Two households, both alike in dignity
(In fair Verona, where we lay our scene),
From ancient grudge break to new mutiny,
Where civil blood makes civil hands unclean.
From forth the fatal loins of these two foes
A pair of star-crossed lovers take their life;
Whose misadventured piteous overthrows
Doth with their death bury their parents’ strife.

-Romeo and Juliet, Prologue

Sometimes, the point of telling a story isn’t to surprise the audience with the destination, the point is to tell them the destination from the outset, and then have them watch as it inexorably and unavoidably arrives.

The ending of Monty Python and the Holy Grail is LITERALLY a cop-out. The cops literally take them out.

Personally I thought it was a clever way to end it.

I LOVE that idiotic organ ditty. I made a wave file of it, copied it to a CD 10 times without interruption, and have played it for unsuspecting victims several times. It’s never gotten past the second repeat without the certain peril ensuing.

NOTE spoilers are unmarked for movies that came out in 1941 and 1963, respectively.

Not to mention the Milk with A Light Bulb Inside that he served her! Hitchcock never explained THAT one!

(It was supposed to be poison, of course. What would Cary Grant have been doing with a light bulb that would work inside a glass of milk?)

I’m “meh” about the Elf ending, but I do know what you mean about Mad Mad Mad Mad World. Yes, Spencer Tracy does get to laugh. But he really is horrifically punished for what appears to be a momentary lapse of judgment.

He should have been tried, etc. (I’m not arguing that what he did was okay). But did he deserve to have every bone in his body broken along with losing his pension?
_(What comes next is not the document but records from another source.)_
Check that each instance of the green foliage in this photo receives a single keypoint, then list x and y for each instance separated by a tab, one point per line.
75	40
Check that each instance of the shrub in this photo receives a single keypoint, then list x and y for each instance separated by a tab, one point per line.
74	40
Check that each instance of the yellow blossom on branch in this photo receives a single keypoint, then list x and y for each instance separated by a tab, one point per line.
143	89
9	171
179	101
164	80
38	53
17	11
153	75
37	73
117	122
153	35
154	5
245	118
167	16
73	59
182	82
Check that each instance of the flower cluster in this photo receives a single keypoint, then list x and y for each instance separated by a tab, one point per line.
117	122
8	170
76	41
Surely not.

One of the best movie endings, ever, but also a cop out in its own way. If you listen to the dialog, Idle starts rambling about how the record is available in the foyer and the producers will never make their money back.
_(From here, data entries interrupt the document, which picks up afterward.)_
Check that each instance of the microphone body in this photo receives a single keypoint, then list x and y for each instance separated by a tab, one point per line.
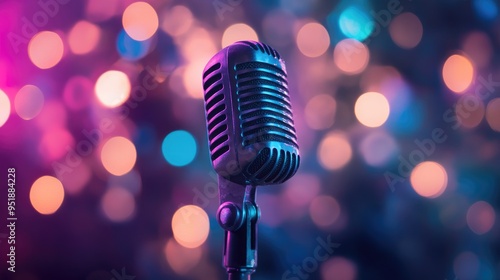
252	140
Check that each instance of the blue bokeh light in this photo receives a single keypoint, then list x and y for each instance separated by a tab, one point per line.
179	148
356	23
486	9
131	49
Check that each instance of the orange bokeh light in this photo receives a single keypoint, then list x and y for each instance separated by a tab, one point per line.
429	179
238	32
46	195
190	226
112	88
313	39
118	155
45	49
458	73
140	21
372	109
83	37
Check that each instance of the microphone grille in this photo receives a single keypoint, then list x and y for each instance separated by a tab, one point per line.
273	166
216	111
262	47
264	104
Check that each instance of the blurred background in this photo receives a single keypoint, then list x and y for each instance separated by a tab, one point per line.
396	107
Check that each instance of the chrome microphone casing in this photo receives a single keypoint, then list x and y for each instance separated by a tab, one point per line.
251	134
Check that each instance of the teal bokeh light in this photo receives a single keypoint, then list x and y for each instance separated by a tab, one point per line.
356	23
179	148
131	49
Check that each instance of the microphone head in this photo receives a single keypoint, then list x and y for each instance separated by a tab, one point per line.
251	134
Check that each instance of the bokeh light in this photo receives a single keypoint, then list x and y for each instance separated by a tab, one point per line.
324	210
355	23
406	30
481	217
4	108
179	148
429	179
45	49
83	37
181	259
372	109
469	110
190	226
378	148
177	20
458	73
351	56
334	151
238	32
131	49
118	155
493	114
487	9
313	39
140	21
112	88
118	204
320	111
29	102
46	195
338	268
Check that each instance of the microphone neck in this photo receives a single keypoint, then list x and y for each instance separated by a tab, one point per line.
239	275
238	215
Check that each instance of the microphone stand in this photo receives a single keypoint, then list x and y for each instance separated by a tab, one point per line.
238	215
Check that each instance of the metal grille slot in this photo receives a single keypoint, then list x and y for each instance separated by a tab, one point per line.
215	111
264	105
276	166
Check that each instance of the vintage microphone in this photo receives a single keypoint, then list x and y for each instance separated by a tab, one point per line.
251	138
Doesn’t Sunset Boulevard begin with Joe Gillis dead in the water, literally, and then the movie is about how he got there?

Look, let me go back in there and face the peril.

Well, yeah, but it’s not really the ‘breaking the fourth wall’ part that some of us are calling a Cop-Out. It’s okay to break that fourth wall so long as you provide some kind of satisfying resolution to the events we’ve been watching. And by “satisfying” I basically mean, “does not make the whole thing a one-note joke.”

So I’m okay with Idle trying to sell records. :slightly_smiling_face:

Whereas Ethel Merman’s character should have had the building, two taxi cabs, and a fire engine land on top of her, and all she does is slip on a banana peel.

(I’m not going to spoiler anything about an 80+ year old movie) This was Hitchcock leading you all by the nose, and you just didn’t like realizing you’d been had.

Every single point in the plot that made it seem like he wanted to kill his wife was accounted for in those three minutes before they drove home together. The poison? He was going to kill himself to avoid disgrace and to spare her. The glass of milk? There was never anything in it, all that was Hitchcock being dramatic and misleading. The car on the cliff? He didn’t stop it until she practically jumped out, he was trying to close the door that flopped open. Did he kill off old Beaky? No, that was someone else (explained earlier in the film, although she wasn’t convinced). Remember the title of the film, the problem was her suspicion of him as a low-class gentleman-wannabe who always looked for the easy way out. Probably some of that was leftover class prejudice on her part. At the end, she realizes it was all her fault, and that he needed her support and trust to make things right.

It’s true the original book (Before the Fact by Francis Iles) has a much more sinister plot, and that Johnny really was a murderer. That doesn’t mean that’s the best ending for the story, nor that the ending Hitchcock used was a cop-out.

I personally enjoyed learning years later about the financing of the movie (tax shelter for/charity from George Harrison).

Yeah, it’s a pretty common trope. There’s even a movie called John Dies at the End.

Guess how it ends?

Psyche! He survives.

Well, it was the sixties. Theater chains wouldn’t have been willing to show a feature with the degree of violence you suggest.